As Eliezer has said; the problem of creating a Friendly AI is inherently more difficult than that of creating an AGI and may be a problem much more difficult than that of creating an AGI. At present, the Friendliness aspect of a Friendly AI seems to me to strongly resist taskificaiton. In his poetic Mirrors and Paintings Eliezer gives the most detailed description of what a Friendly AI should do that I've seen, but the gap between concept and implementation here seems so staggeringly huge that it doesn't suggest to me any fruitful lines of Friendly AI research. As far as I can tell, Eliezer's idea of a Friendly AI is at this point not significantly more fleshed out (relative to the magnitude of the task) than Freeman Dyson's idea of a Dyson sphere. In order to build a Friendly AI, beyond conceiving of what a Friendly AI should be in the abstract one has to convert one's intuitive understanding of friendliness into computer code in a formal programming language.
I don't even see how one would start to research the problem of getting a hypothetical AGI to recognize humans as distinguished beings. Solving this problem would seem to require as a prerequisite an understanding of the make up of the hypothetical AGI; something which people don't seem to have a clear grasp of at the moment.
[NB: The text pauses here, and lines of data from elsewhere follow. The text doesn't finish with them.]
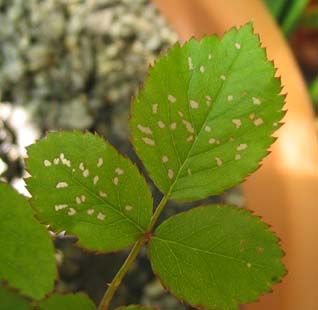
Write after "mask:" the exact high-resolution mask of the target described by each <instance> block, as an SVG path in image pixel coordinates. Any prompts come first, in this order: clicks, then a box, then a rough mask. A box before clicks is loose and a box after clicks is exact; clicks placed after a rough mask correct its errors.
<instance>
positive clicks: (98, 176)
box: [93, 175, 99, 185]
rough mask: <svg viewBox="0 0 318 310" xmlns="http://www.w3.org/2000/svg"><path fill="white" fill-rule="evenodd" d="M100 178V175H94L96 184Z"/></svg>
mask: <svg viewBox="0 0 318 310" xmlns="http://www.w3.org/2000/svg"><path fill="white" fill-rule="evenodd" d="M98 180H99V176H98V175H95V176H94V179H93V183H94V185H96V183H97V182H98Z"/></svg>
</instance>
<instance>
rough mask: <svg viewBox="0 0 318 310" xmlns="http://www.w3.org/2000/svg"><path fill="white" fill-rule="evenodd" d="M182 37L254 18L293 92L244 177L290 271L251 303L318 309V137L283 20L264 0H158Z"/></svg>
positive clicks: (220, 33)
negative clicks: (276, 234) (269, 291)
mask: <svg viewBox="0 0 318 310" xmlns="http://www.w3.org/2000/svg"><path fill="white" fill-rule="evenodd" d="M153 2H155V4H156V5H157V6H158V8H159V9H160V10H161V11H162V13H163V14H164V15H165V16H166V17H167V19H168V21H169V22H170V23H171V25H172V26H173V27H174V28H175V30H176V31H177V32H178V33H179V35H180V39H181V40H182V41H184V40H186V39H188V38H190V37H191V36H195V37H197V38H200V37H201V36H202V35H204V34H211V33H217V34H219V35H222V34H223V33H224V31H226V30H228V29H229V28H231V27H233V26H240V25H242V24H244V23H246V22H247V21H249V20H251V19H253V20H254V27H255V31H256V32H257V33H259V34H260V38H261V41H262V43H263V45H264V46H265V47H266V48H267V54H268V57H269V58H270V59H273V60H274V63H275V66H276V67H277V68H278V72H277V74H278V76H281V80H282V84H283V85H284V92H285V93H287V98H286V106H285V107H286V108H287V110H288V113H287V114H286V117H285V119H284V121H285V123H286V124H285V125H284V126H283V127H282V128H281V129H280V130H279V131H278V133H277V135H278V136H279V139H278V140H277V142H276V143H275V144H274V146H273V147H272V149H271V151H272V153H271V154H270V155H269V156H268V157H267V158H266V159H265V160H264V161H263V166H262V167H261V169H259V170H258V172H257V173H255V174H254V175H253V176H251V177H250V178H249V179H248V180H247V181H246V182H245V183H244V184H243V190H244V193H245V198H246V206H247V207H248V208H250V209H253V210H255V211H256V213H257V214H258V215H262V217H263V219H264V221H266V222H267V223H270V224H271V225H272V229H273V230H274V231H275V232H276V233H277V234H278V235H279V236H280V238H281V239H282V246H283V248H284V250H285V252H286V257H285V259H284V262H285V264H286V266H287V268H288V270H289V274H288V275H287V277H286V278H284V280H283V282H282V283H281V284H279V285H276V286H275V287H274V293H273V294H267V295H265V296H262V297H261V299H260V301H259V302H257V303H253V304H250V305H246V306H244V309H249V310H251V309H257V310H261V309H266V310H269V309H271V310H276V309H277V310H316V309H318V294H317V288H318V253H317V252H318V251H317V247H318V246H317V244H318V228H317V227H318V142H317V129H316V127H315V122H314V115H313V111H312V109H311V104H310V101H309V98H308V94H307V90H306V86H305V83H304V80H303V77H302V76H301V73H300V71H299V68H298V67H297V64H296V62H295V59H294V57H293V55H292V53H291V51H290V49H289V47H288V45H287V43H286V41H285V39H284V37H283V35H282V34H281V32H280V30H279V28H278V26H277V25H276V23H275V22H274V20H273V19H272V18H271V16H270V14H269V13H268V11H267V9H266V8H265V7H264V4H263V2H262V1H260V0H227V1H224V0H214V1H211V0H196V1H193V0H173V1H171V0H153Z"/></svg>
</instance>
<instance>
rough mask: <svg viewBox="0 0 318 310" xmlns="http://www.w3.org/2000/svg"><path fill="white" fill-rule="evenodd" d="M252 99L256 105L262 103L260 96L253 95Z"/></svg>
mask: <svg viewBox="0 0 318 310" xmlns="http://www.w3.org/2000/svg"><path fill="white" fill-rule="evenodd" d="M252 101H253V103H254V104H256V105H260V104H261V103H262V102H261V100H260V99H259V98H256V97H252Z"/></svg>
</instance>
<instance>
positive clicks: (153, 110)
mask: <svg viewBox="0 0 318 310" xmlns="http://www.w3.org/2000/svg"><path fill="white" fill-rule="evenodd" d="M157 113H158V104H157V103H156V104H153V105H152V114H157Z"/></svg>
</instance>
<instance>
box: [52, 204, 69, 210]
mask: <svg viewBox="0 0 318 310" xmlns="http://www.w3.org/2000/svg"><path fill="white" fill-rule="evenodd" d="M67 207H68V205H55V206H54V208H55V211H60V210H62V209H65V208H67Z"/></svg>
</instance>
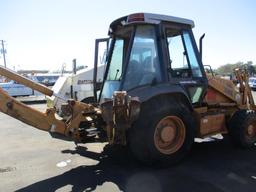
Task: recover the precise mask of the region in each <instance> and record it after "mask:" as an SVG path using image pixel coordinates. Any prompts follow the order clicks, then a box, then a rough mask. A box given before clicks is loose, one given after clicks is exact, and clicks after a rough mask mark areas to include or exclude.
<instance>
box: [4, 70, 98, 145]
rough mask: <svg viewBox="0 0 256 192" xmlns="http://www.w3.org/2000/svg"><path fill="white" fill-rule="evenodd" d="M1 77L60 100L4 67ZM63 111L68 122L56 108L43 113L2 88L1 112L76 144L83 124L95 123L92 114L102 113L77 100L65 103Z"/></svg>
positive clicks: (78, 140)
mask: <svg viewBox="0 0 256 192" xmlns="http://www.w3.org/2000/svg"><path fill="white" fill-rule="evenodd" d="M0 75H2V76H5V77H7V78H9V79H12V80H14V81H16V82H18V83H21V84H24V85H25V86H27V87H30V88H32V89H34V90H37V91H39V92H41V93H43V94H45V95H48V96H52V95H55V96H57V97H60V96H58V95H56V94H54V92H53V91H52V90H51V89H49V88H48V87H46V86H44V85H41V84H39V83H36V82H34V81H32V80H30V79H28V78H25V77H23V76H21V75H19V74H17V73H16V72H14V71H12V70H9V69H6V68H4V67H2V66H0ZM63 110H64V112H65V113H66V115H67V116H68V118H65V119H64V118H61V117H59V116H57V115H56V113H55V112H56V111H55V109H54V108H48V109H47V110H46V112H41V111H38V110H36V109H34V108H31V107H29V106H27V105H25V104H23V103H21V102H19V101H17V100H16V99H15V98H13V97H11V96H10V95H8V94H7V93H6V92H5V91H4V90H3V89H2V88H0V111H1V112H3V113H5V114H7V115H9V116H11V117H13V118H15V119H18V120H20V121H22V122H24V123H26V124H28V125H31V126H33V127H35V128H38V129H41V130H44V131H48V132H51V133H59V134H61V135H65V136H68V137H72V138H73V139H74V140H76V141H80V140H81V138H80V134H79V130H78V129H79V125H80V123H81V122H88V121H91V116H92V115H95V114H97V113H100V110H99V109H98V108H95V107H93V106H92V105H89V104H85V103H81V102H78V101H74V100H67V103H65V104H64V107H63Z"/></svg>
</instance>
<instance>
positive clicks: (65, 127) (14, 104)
mask: <svg viewBox="0 0 256 192" xmlns="http://www.w3.org/2000/svg"><path fill="white" fill-rule="evenodd" d="M0 111H1V112H3V113H5V114H7V115H9V116H11V117H13V118H15V119H18V120H20V121H22V122H24V123H26V124H28V125H31V126H33V127H36V128H38V129H41V130H44V131H53V132H57V133H60V134H65V130H66V124H65V122H63V121H61V120H58V119H56V117H55V110H54V109H47V110H46V112H45V113H43V112H40V111H38V110H35V109H33V108H31V107H29V106H27V105H25V104H23V103H21V102H19V101H17V100H16V99H14V98H13V97H11V96H9V95H8V94H7V93H6V92H5V91H4V90H3V89H2V88H0Z"/></svg>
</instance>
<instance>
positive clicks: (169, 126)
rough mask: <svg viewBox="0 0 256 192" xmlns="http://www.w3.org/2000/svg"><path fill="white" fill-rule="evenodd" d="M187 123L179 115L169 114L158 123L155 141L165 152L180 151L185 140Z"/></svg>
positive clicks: (156, 128)
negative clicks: (170, 114) (183, 122)
mask: <svg viewBox="0 0 256 192" xmlns="http://www.w3.org/2000/svg"><path fill="white" fill-rule="evenodd" d="M185 133H186V129H185V125H184V124H183V122H182V120H181V119H180V118H179V117H177V116H167V117H165V118H163V119H161V120H160V121H159V122H158V124H157V125H156V129H155V133H154V143H155V146H156V148H157V149H158V150H159V151H160V152H161V153H163V154H172V153H175V152H176V151H178V150H179V149H180V148H181V147H182V145H183V143H184V141H185Z"/></svg>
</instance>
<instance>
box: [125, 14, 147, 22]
mask: <svg viewBox="0 0 256 192" xmlns="http://www.w3.org/2000/svg"><path fill="white" fill-rule="evenodd" d="M143 21H145V19H144V13H135V14H132V15H129V16H128V19H127V23H133V22H143Z"/></svg>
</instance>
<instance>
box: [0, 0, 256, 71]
mask: <svg viewBox="0 0 256 192" xmlns="http://www.w3.org/2000/svg"><path fill="white" fill-rule="evenodd" d="M255 10H256V1H254V0H155V1H153V0H140V1H139V0H129V1H128V0H127V1H121V0H119V1H118V0H108V1H99V0H94V1H89V0H88V1H87V0H0V40H1V39H3V40H5V41H6V48H7V54H6V58H7V66H8V67H9V68H12V69H13V66H15V68H16V69H52V70H56V69H60V68H61V65H62V64H63V63H66V64H67V67H68V68H71V62H72V59H73V58H77V63H78V64H79V65H88V66H93V54H94V40H95V39H96V38H102V37H107V31H108V26H109V24H110V22H111V21H113V20H115V19H116V18H119V17H121V16H124V15H127V14H130V13H134V12H151V13H159V14H165V15H172V16H178V17H184V18H189V19H192V20H194V22H195V28H194V34H195V38H196V39H198V38H199V37H200V36H201V35H202V34H203V33H206V36H205V40H204V52H203V61H204V64H210V65H212V67H213V68H217V67H218V66H220V65H223V64H226V63H234V62H237V61H243V62H246V61H253V62H254V63H256V24H255V23H256V12H255ZM0 64H3V57H1V58H0Z"/></svg>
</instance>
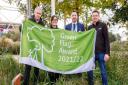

Even if one does have a model for a hypothetical AGI, writing code conducive to it recognizing humans as distinguished beings seems like an intractable task. And even with a relatively clear understanding of how one would implement a hypothetical AGI with the ability to recognize humans as distinguished beings; one is still left with the problem of making such a hypothetical AGI Friendly toward such beings.
In view of all this, working toward stable whole-brain emulation of a a trusted and highly intelligent person concerned about human well being seems to me like a more promising strategy of reducing existential risk at the present time than researching Friendly AI. Quoting a comment by Carl Shulman
There are various things that could go wrong with whole-brain emulation and it would be good to have a better option but Friendly AI research doesn't seem to me to be one in light of an apparent total absence of even the outlines of a viable Friendly AI research program.
But I feel like I may have missed something here. I'd welcome any clarifications of what people who are interested in Friendly AI research mean by Friendly AI research. In particular, is there a conjectural taskification of the problem?